Requisite interactivity is a key differentiating factor between games and film, music or TV. Like books, videogames will not progress without the audience’s active participation. If you fall asleep reading, then you drop the book. If you go for a walk while playing a game, you’ll probably come back to a game over screen.

Cliff Bleszinski, of Gears of War fame, calls the interactive demand a lean forward experience, you can’t sit back and just let a game happen.

Warrior Women Series 1

When players are presented with Warrior Women 1: The Beginning, they enter into an active conversation with Lily Ginnish-Lavalley. Having literally done everything in creating the game, research, art, coding and more, a player gets to know a lot about the woman behind Warrior Women.
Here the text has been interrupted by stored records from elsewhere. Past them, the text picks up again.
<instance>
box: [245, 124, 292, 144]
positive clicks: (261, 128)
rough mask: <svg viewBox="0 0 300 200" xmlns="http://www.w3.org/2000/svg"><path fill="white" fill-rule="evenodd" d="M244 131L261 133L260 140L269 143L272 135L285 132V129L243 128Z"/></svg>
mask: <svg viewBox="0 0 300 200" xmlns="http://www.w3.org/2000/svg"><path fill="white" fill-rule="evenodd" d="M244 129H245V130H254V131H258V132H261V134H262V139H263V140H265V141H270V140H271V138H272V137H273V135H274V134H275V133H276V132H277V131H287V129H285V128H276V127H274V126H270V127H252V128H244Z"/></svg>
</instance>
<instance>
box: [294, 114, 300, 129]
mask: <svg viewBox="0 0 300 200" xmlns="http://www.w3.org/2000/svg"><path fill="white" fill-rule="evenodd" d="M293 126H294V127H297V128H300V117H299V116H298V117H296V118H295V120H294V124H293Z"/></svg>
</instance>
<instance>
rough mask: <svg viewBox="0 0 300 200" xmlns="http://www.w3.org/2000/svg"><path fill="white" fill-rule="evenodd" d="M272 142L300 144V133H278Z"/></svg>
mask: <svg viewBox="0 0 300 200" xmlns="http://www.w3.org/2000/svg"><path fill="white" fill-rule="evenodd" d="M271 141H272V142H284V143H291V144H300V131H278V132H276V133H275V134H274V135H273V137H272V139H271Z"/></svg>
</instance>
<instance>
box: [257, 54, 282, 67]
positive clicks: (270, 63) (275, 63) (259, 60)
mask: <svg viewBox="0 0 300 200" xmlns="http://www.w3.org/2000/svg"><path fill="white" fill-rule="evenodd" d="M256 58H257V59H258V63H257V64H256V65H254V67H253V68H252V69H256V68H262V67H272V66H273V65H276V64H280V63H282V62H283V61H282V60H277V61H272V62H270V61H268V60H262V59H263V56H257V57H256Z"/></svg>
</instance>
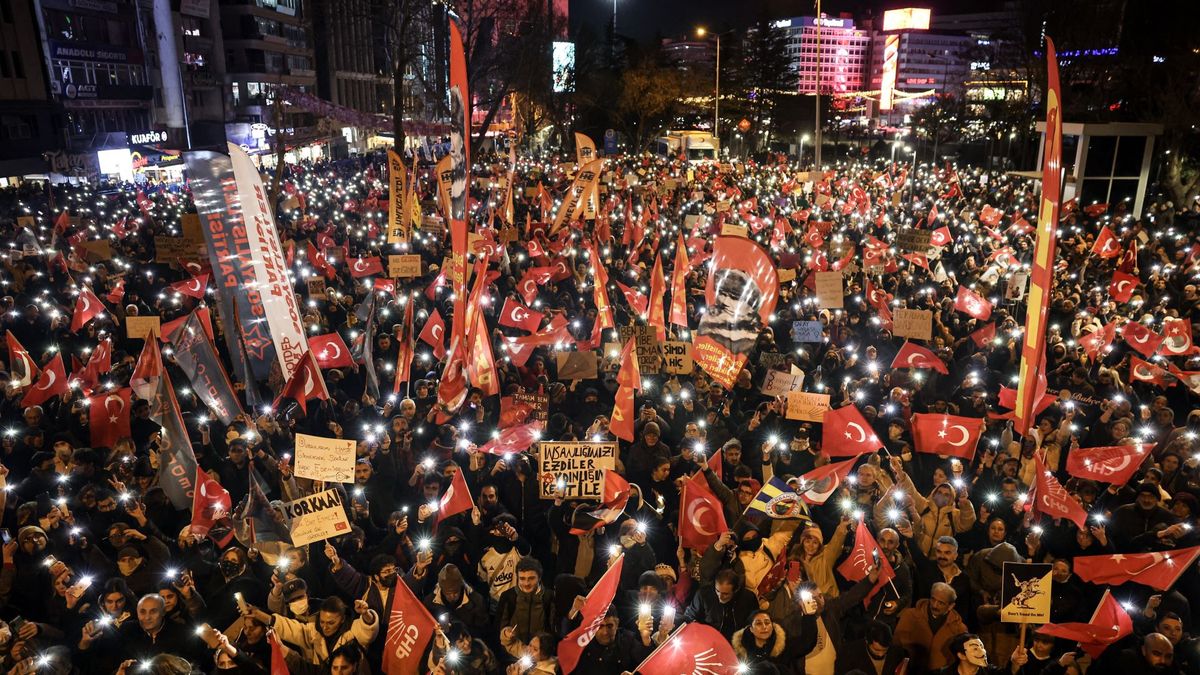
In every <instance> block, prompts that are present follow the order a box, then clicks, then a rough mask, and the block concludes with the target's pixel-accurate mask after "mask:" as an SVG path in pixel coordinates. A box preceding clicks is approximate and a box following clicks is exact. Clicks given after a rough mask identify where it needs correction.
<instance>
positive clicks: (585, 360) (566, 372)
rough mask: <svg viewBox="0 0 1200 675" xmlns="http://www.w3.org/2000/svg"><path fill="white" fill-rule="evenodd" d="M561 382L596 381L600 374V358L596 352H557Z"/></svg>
mask: <svg viewBox="0 0 1200 675" xmlns="http://www.w3.org/2000/svg"><path fill="white" fill-rule="evenodd" d="M554 358H556V360H557V362H558V378H559V380H566V381H571V380H594V378H595V377H596V376H598V375H599V374H600V357H598V356H596V353H595V350H587V351H583V352H556V354H554Z"/></svg>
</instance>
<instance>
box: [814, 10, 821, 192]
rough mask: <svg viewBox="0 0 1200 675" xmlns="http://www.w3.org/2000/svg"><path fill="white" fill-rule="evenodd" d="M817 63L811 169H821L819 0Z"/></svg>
mask: <svg viewBox="0 0 1200 675" xmlns="http://www.w3.org/2000/svg"><path fill="white" fill-rule="evenodd" d="M815 23H816V28H817V40H816V42H817V65H816V76H817V77H816V85H815V86H814V88H812V92H814V94H815V96H814V98H815V100H816V114H815V121H814V124H812V126H814V130H812V148H814V151H812V169H814V171H821V144H822V142H821V0H817V18H816V22H815Z"/></svg>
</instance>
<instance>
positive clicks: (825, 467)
mask: <svg viewBox="0 0 1200 675" xmlns="http://www.w3.org/2000/svg"><path fill="white" fill-rule="evenodd" d="M826 414H829V413H828V412H827V413H826ZM858 456H859V455H856V456H853V458H851V459H848V460H846V461H839V462H834V464H827V465H824V466H818V467H817V468H814V470H812V471H810V472H808V473H805V474H804V476H800V498H802V500H804V502H805V503H809V504H817V506H820V504H823V503H826V502H827V501H828V500H829V497H832V496H833V495H834V492H836V491H838V490H839V489H841V485H842V484H844V483H845V482H846V477H847V476H850V470H851V468H854V462H857V461H858Z"/></svg>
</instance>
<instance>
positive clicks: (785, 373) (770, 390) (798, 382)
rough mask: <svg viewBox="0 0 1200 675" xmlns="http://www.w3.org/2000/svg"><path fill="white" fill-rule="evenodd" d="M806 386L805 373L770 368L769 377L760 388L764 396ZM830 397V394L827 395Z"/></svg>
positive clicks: (758, 388) (777, 394) (762, 381)
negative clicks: (778, 369) (770, 369)
mask: <svg viewBox="0 0 1200 675" xmlns="http://www.w3.org/2000/svg"><path fill="white" fill-rule="evenodd" d="M803 388H804V374H803V372H799V374H794V372H784V371H782V370H768V371H767V377H766V378H763V381H762V387H760V388H758V390H760V392H762V395H764V396H782V395H784V394H787V393H790V392H799V390H800V389H803ZM827 398H828V396H827Z"/></svg>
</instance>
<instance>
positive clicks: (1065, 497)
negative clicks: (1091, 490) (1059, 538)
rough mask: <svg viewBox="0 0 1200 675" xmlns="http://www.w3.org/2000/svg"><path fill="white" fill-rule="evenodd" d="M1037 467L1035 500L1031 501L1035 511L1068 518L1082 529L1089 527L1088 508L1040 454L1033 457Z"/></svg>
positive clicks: (1034, 480)
mask: <svg viewBox="0 0 1200 675" xmlns="http://www.w3.org/2000/svg"><path fill="white" fill-rule="evenodd" d="M1033 461H1034V465H1036V467H1037V478H1036V480H1034V482H1033V490H1032V492H1033V500H1032V502H1031V504H1032V507H1031V508H1032V509H1033V512H1034V513H1040V514H1044V515H1049V516H1050V518H1066V519H1067V520H1070V521H1072V522H1074V524H1075V525H1076V526H1079V528H1080V530H1084V528H1086V527H1087V510H1085V509H1084V507H1082V506H1081V504H1080V503H1079V501H1078V500H1076V498H1075V497H1073V496H1070V494H1069V492H1068V491H1067V490H1066V489H1064V488H1063V486H1062V485H1061V484H1060V483H1058V479H1057V478H1055V477H1054V473H1050V470H1049V468H1046V466H1045V464H1043V462H1042V458H1040V456H1037V455H1036V456H1034V458H1033Z"/></svg>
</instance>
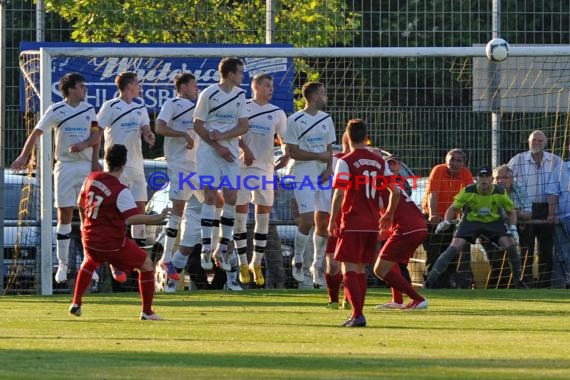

“I grew up playing Sonic, Mario, Final Fantasy,” she says. “I’m not really into new games as much.”

These retro influences are apparent in Lily’s game. A side-scrolling arcade adventure that puts you in the role of Jusen (Lily’s spiritual name, which means Tornado) as she runs to collect elemental pots. The pots collected earn you points, while dying lowers your score. It’s a time tested, simple gameplay idea expressed through the lens of someone who hasn’t been represented in games. It’s uncharted territory.

“I’d go to the store, like EB Games, and all I could find were games about Caucasian people. I want to make games that feature my experience.”

The Jusen’jij Paku’si Game Studio’s mission statement is to make real games, good games, that carry with them an indigenous twist. Not games that serve as a vehicle for a message, but the type of games she wants to play.

As such, the next entry in the Warrior Women series stands to be epic.

“I want it to be like Final Fantasy,” says Lily. “Just as complex and with that deep story. A full length RPG.”

Next Gen

In Peacemaker’s Wampum, after you retrieve a medicine bundle, you are able to smudge. Gameplay-wise, smudging with the bundle allows player one to escape security guards and interact with the spirit world. In the game’s narrative, smudging gives Ienién:te the clarity needed to understand her dreams and discover her goal. The medicine bundle is an item that, through interaction, connects culture to an agent of the present.

Games can be like that medicine bundle. Warrior Women 1 and Ienién:te and the Peacemaker’s Wampum are examples of how interactive art provides culturally enlightening experiences. The inclusion of videogames in imagineNATIVE is a big step for representation in the medium and it stands to encourage young game players to follow the example of the Skins 4.0 Collective and Jusen’jij Paku’si Game Studio.

“You can do it,” Lily said when I asked her what advice she has for other young indigenous gamers. “I did it.”